The bouquets of flowers given out at the Tokyo Olympics have a deeper meaning than what we see
If you’ve been watching the Tokyo 2020 Olympics, you must have seen the winners receiving medals. They are also presented with a bouquet of flowers.
It turns out that there is a special meaning associated with the flowers that make up the Victory Bouquet.
The flowers used for the bouquets are grown mainly in the areas of northeastern Japan that were affected by the 2011 earthquake.
More than 20,000 people lost their lives in the three districts of Iwate, Fukushima and Miyag in 2011 and these areas are still trying to recover from the effect.
The sunflowers in the bouquets come from Miyagi. These were first planted by parents of children who lost their lives in the earthquake. These children had taken refuge here. The whole hill is covered with sunflowers every year.
The eustomas and the seals of Solomon come from Fukushima, where they were first cultivated by a non-profit organization in hopes of reviving the local economy.
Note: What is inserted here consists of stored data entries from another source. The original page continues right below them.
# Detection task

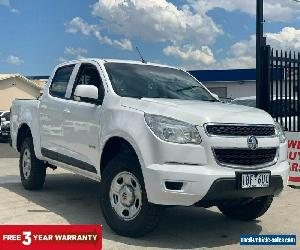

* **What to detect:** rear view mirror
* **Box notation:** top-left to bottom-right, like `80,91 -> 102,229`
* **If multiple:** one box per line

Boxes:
74,85 -> 101,105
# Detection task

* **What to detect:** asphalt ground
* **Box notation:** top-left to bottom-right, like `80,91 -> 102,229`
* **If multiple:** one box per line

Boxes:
0,143 -> 299,250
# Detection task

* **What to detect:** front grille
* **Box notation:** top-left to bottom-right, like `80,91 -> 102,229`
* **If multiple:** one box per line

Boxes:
205,124 -> 275,137
213,148 -> 277,167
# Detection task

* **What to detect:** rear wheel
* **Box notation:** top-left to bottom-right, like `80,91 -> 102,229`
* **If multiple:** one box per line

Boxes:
19,137 -> 46,190
217,195 -> 273,221
100,154 -> 162,237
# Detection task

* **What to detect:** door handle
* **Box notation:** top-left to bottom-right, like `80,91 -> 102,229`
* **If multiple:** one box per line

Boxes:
63,108 -> 71,114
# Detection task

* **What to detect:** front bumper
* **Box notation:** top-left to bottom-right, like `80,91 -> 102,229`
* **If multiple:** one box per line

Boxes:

The land there became unsuitable for agricultural production.
The indigo blue flowers, gentian, are grown in Iwate
Together, these flowers represent the disaster-affected regions of Japan and aim to draw people’s attention to those cities.
Aspidistras, were cultivated in Tokyo and symbolize the host city of the 2020 Olympic Games.
What a great way to remember those who were struck by one of the world’s greatest natural tragedies.